# Gibson GA-5



## gf7duster (Jan 29, 2009)

Anyone know anything about these amps.I recently acquired it and like all vintage equipment its not easy finding any info on them.
I think it's a 64


----------



## Latole (Aug 11, 2020)

Very nice little amp. It'is a GA-5 Skylark

I have a1966 Epiphone EA-50 T made by gGbson



1967 Gibson GA-5 Skylark – Cosmic Ampworks



Is it this one ? Or scroll down to see many GA 5 .






Gibson Garage - Amps







www.0rigami.com








*GA-5T* Skylark (White Panel)​​5W 1x10" Guitar Combo with Tremolo
Speakers: 1x10" Gibson Ultrasonic
Inputs: 2
Channels: 1
Volume Controls: 1
Tone Controls on Each Channel: Bass, treble
Tremolo: Yes
Reverb: No
Tubes: 4 (1x6EU7 (pre amp), 1x6C4 (phase inverter), 2x6BQ5 (in a push-pull power amp design)) (other sources mention two 6AQ7 in the power amp, or a 5004 instead of the 6C4)
Diodes: 2
Extension Speaker Jack: No
Monitor Jack: No
Watts Output: 4.5
Shipping Totals: 1965: 3669, 1966: 1528, 1967: 1009
Harmony Central Review GA-5T Combo
Harmony Central Review Skylark T (GA-5T?)
Harmony Central Review GA5T Skylark
Schematic with 1x6EU7, 1x6C4, and 2x6BQ5 (1MB), dated Nov 1965, from serial number A-10,001, (front page) (Andy Henry)
The Gibson GA-5 began life as the Les Paul Jr. Model between 1954-56. In 1957 the model name was changed to 'Skylark'. During its tenure of 1954 until the late 60's the GA-5/GA-5T was probably Gibson's most popular model of amplifier. There were several very different Gibson amps that wore the 'Skylark' name over the years. [...]
In 1965 and 1966 Gibson gave the Skylark another major design overhaul. These are commonly referred to as "white panel" amps. These are notable for their rough black 'elephant hide' tolex, silver grill cloth, and Fender style 1-10 marked knobs (see first pic).
These featured a 10" Gibson Ultrasonic speaker. [...] The GA-5T used: 1x6EU7 (pre amp), 1x6C4 (phase inverter), 2x6BQ5 (in a push-pull power amp design), solid state rectification via 2 diodes.
Control panel layout is: 2 inputs, volume, treble, bass, speed and frequency (tremolo), and a rotating on/off knob with a small pilot light above it (the fuse holder is on the back panel).
It is notable that this design used a box type chassis that is attached to the cabinet by screws through the top like the 60's Fender amps. Also, the tubes hang down from the chassis. (John King's web-site)
Gibson GA-5T [white panel] tube guitar amplifier, small practice amp with a robust tube tone, 2x6BQ5, 1x6EU7, 1x5004, 1x10" speaker, with tremelo, cabinet very clean, NOW $149 (see second pic) (www.jdmusic.com; May 30, 2003)​


----------



## Latole (Aug 11, 2020)

Skylark_ga_5






Gibson/Fender Amp Comparison


----------



## Paul Running (Apr 12, 2020)

Is this the tube layout for your model?


----------



## GuitarT (Nov 23, 2010)

Looks a lot like my Epiphone Pacemaker EA-50. I believe mine is from 1966. I've had it since 1978.


----------



## Sneaky (Feb 14, 2006)

GuitarT said:


> Looks a lot like my Epiphone Pacemaker EA-50. I believe mine is from 1966. I've had it since 1978.

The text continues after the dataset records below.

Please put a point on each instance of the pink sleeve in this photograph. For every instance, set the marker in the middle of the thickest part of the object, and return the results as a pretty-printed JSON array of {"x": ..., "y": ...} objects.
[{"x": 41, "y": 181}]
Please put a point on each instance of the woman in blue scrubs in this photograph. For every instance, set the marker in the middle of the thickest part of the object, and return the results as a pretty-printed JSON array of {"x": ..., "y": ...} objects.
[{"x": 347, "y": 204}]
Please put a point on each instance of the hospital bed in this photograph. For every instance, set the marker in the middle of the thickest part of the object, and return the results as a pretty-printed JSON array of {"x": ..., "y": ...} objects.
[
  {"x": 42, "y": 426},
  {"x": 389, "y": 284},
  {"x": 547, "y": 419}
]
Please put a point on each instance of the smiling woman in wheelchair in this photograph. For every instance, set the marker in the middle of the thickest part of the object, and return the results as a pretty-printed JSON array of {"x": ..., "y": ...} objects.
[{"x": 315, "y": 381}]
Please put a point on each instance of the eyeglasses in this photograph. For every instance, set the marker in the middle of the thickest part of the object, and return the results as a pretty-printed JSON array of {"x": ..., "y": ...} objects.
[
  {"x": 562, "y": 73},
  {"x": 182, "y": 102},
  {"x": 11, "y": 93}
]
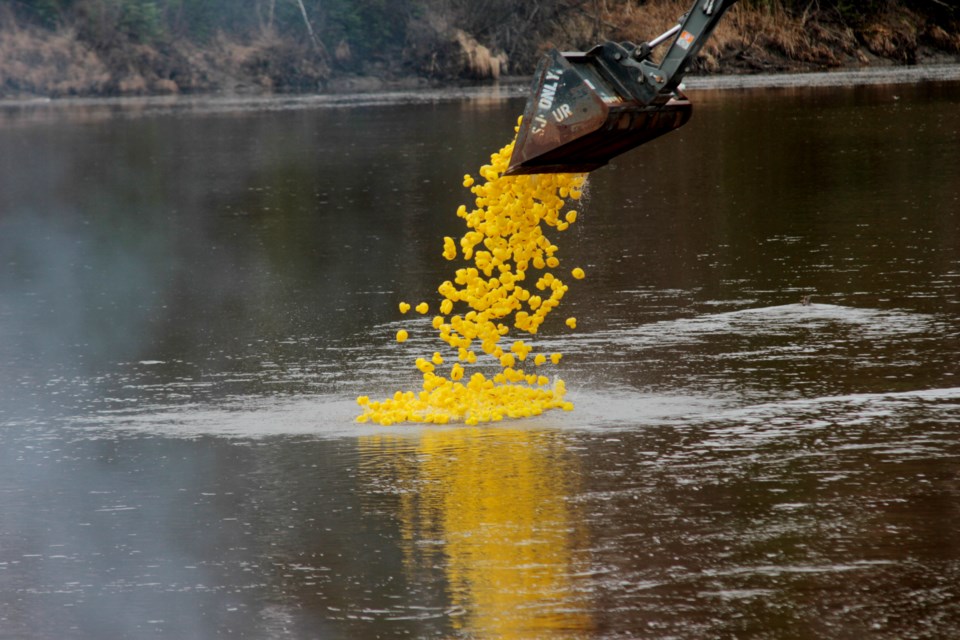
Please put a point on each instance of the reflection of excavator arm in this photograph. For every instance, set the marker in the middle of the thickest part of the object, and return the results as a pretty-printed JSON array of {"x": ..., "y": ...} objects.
[{"x": 586, "y": 108}]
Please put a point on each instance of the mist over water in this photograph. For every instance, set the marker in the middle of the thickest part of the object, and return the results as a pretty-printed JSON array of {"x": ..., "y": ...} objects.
[{"x": 193, "y": 293}]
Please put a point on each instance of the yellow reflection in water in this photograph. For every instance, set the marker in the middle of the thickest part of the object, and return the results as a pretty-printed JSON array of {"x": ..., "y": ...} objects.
[{"x": 491, "y": 505}]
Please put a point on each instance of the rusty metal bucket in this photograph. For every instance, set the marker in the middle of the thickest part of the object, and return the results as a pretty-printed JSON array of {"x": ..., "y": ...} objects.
[{"x": 580, "y": 116}]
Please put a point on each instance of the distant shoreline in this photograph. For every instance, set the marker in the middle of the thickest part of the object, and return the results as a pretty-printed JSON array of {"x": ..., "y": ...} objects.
[
  {"x": 66, "y": 57},
  {"x": 97, "y": 108}
]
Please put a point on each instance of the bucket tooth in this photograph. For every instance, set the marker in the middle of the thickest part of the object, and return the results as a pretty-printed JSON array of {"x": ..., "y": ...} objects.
[{"x": 580, "y": 116}]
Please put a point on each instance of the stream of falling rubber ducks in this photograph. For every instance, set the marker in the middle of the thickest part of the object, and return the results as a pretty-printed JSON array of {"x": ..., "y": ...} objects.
[{"x": 507, "y": 280}]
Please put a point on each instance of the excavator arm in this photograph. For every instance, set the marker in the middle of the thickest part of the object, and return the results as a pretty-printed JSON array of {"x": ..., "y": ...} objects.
[{"x": 586, "y": 108}]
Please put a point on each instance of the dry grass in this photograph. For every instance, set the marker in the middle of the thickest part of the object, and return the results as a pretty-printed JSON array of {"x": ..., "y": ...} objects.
[{"x": 38, "y": 62}]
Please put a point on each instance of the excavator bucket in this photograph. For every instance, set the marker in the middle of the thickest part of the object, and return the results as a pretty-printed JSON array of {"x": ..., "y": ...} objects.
[{"x": 580, "y": 116}]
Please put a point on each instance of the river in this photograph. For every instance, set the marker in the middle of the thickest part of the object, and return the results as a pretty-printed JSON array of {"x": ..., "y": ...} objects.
[{"x": 194, "y": 291}]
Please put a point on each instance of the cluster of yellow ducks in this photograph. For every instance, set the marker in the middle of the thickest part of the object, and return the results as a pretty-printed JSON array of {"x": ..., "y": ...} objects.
[{"x": 504, "y": 243}]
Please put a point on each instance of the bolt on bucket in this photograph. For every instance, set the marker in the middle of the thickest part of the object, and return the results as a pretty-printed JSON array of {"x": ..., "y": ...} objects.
[{"x": 580, "y": 116}]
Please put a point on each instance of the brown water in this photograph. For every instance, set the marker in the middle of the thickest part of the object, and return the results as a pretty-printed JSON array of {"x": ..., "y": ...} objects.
[{"x": 193, "y": 293}]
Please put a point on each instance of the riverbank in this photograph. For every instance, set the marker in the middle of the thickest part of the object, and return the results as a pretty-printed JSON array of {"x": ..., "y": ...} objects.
[{"x": 64, "y": 60}]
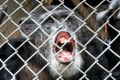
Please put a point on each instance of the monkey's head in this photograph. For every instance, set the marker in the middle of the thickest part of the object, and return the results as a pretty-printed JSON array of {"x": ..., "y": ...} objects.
[{"x": 55, "y": 37}]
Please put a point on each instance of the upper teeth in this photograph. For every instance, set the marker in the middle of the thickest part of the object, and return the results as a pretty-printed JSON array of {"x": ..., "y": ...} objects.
[{"x": 63, "y": 40}]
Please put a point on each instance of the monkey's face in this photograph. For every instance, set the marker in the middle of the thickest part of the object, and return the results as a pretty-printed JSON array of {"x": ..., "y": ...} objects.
[
  {"x": 60, "y": 47},
  {"x": 63, "y": 46}
]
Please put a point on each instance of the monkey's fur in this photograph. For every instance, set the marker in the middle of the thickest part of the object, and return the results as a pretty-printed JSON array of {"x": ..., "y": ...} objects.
[{"x": 37, "y": 36}]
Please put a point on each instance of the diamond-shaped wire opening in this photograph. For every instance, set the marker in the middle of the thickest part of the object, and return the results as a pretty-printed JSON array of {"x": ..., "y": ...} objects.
[
  {"x": 12, "y": 8},
  {"x": 7, "y": 31}
]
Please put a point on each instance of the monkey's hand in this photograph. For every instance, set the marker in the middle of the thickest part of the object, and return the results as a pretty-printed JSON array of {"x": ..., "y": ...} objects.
[{"x": 47, "y": 2}]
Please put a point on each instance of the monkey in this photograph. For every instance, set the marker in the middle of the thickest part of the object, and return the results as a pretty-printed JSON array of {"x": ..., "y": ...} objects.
[
  {"x": 114, "y": 21},
  {"x": 62, "y": 45}
]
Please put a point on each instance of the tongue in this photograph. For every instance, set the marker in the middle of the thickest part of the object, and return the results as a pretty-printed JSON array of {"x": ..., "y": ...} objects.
[{"x": 65, "y": 56}]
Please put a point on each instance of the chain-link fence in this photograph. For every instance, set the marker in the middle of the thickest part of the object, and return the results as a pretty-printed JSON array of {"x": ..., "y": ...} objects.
[{"x": 59, "y": 40}]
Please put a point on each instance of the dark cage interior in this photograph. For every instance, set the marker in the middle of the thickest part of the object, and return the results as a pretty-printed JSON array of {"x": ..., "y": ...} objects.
[{"x": 59, "y": 40}]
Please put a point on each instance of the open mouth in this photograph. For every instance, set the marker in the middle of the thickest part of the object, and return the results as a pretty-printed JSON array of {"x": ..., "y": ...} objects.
[{"x": 67, "y": 44}]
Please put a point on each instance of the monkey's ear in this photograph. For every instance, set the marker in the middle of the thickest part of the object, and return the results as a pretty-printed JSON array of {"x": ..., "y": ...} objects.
[{"x": 2, "y": 15}]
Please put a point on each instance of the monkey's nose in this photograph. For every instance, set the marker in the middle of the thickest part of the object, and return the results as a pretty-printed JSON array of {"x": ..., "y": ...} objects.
[{"x": 63, "y": 37}]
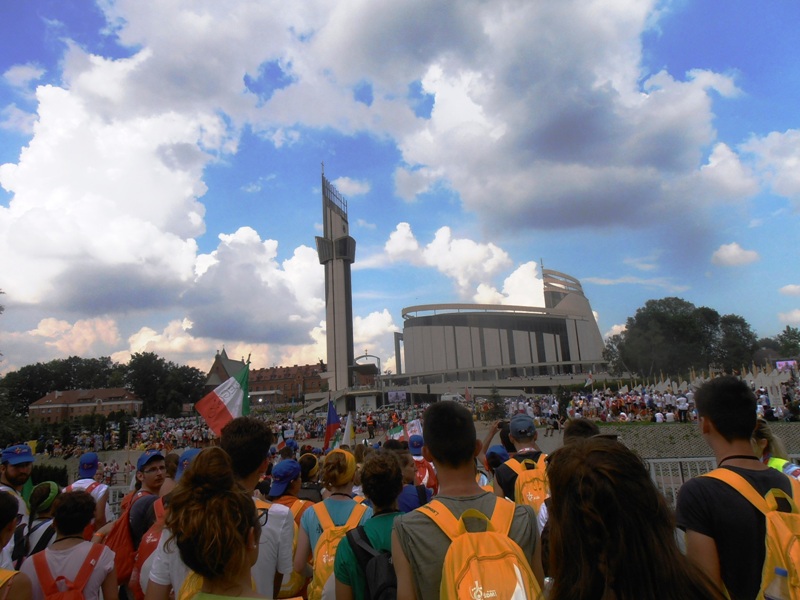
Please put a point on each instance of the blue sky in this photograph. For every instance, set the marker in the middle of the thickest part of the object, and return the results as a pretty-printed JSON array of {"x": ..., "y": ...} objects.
[{"x": 160, "y": 166}]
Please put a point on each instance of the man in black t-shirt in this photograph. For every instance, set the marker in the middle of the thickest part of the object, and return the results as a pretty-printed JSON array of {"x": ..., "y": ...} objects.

That is the first thing I thought. I’m guessing 2xEL84 and one pre amp tube. Probably SS rectified. There were lots of iterations of this amp so who knows. The only one I ever tried was ok for a clean practice amp.


----------



## Latole (Aug 11, 2020)

GuitarT said:


> Looks a lot like my Epiphone Pacemaker EA-50. I believe mine is from 1966. I've had it since 1978.



Same as mine a 1966, EA-50 T ( Tremolo) and have two more pots ; Depth , Frequecy

Tubes 2 X 6BQ5 / EL84 Power
6C4
6EU7 1/2 first preamp. 1/2 tremolo
Solid state diodes rectifier

I modified the Bass / Treble circuit. A badly placed capacitor (C4) was cutting the output power by half. Two 6BQ5 must be powerful. Now the amp is better than ever.

There are many circuits for the same Epiphone EA-50 ( T ) 
Some with tube rectifier or no tone pot......

Mine ;


----------



## Cardamonfrost (Dec 12, 2018)

Nice! I have a GA5T and it is an awesome sounding amp. You are going to love it on 10 with a tubescreamer.
C


----------



## Latole (Aug 11, 2020)

Cardamonfrost said:


> Nice! I have a GA5T and it is an awesome sounding amp. You are going to love it on 10 with a tubescreamer.
> C


Is it very powerful or so so ?


----------



## Cardamonfrost (Dec 12, 2018)

Latole said:


> Is it very powerful or so so ?


On 9-10 it is just loud enough to jam with a medium loud drummer, bass and other guitarist. It is about like a PR on 3-4.
C


----------



## Latole (Aug 11, 2020)

Cardamonfrost said:


> On 9-10 it is just loud enough to jam with a medium loud drummer, bass and other guitarist. It is about like a PR on 3-4.
> C



Look it is a good working amp.


----------